Laureate was briefly embroiled in another controversy last year, when it tried to acquire a nonprofit American business school, the Thunderbird School of Global Management. The attempt resulted in uproar from Thunderbird alumni, who worried that a for-profit company would hurt the school's reputation and the value of their degrees. Thunderbird was eventually bought by Arizona State University.


Even in the countries where it has a more significant presence, Laureate has attracted some controversy. Bloomberg reported last year that accreditation had been withdrawn from one of its universities in Chile, and that many students in Brazil saw the company as diluting the quality of the schools it took over.


That hasn't done much to stem Laureate's almost-exponential growth internationally — the Minnesota-based company has students in 150 countries. Laureate had just 243,000 students in 2007, when it was part of a public company called Sylvan Learning Systems. It was taken private that year by its investors.

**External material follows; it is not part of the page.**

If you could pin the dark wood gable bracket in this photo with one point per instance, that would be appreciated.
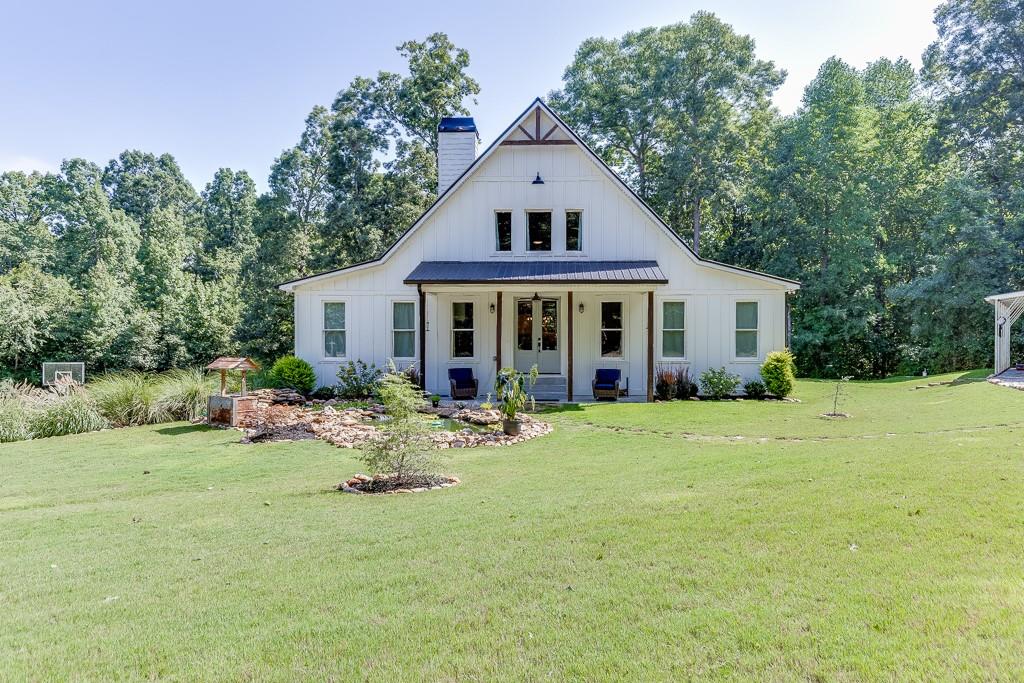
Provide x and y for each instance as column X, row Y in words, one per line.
column 536, row 137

Since going private, the company has made a booming business of buying struggling schools abroad, investing heavily in facilities and marketing, and scaling them up quickly from local institutions into heavyweight universities.


While for-profit colleges have drawn plenty of criticism in the United States, the business are often welcomed with open arms in emerging markets, where educational infrastructure struggles to keep pace with population growth and urbanization. In Brazil, Laureate's schools have benefited from growing demand for higher education from the country's swelling middle classes, and limited space and funding in state universities, where quality also varies widely.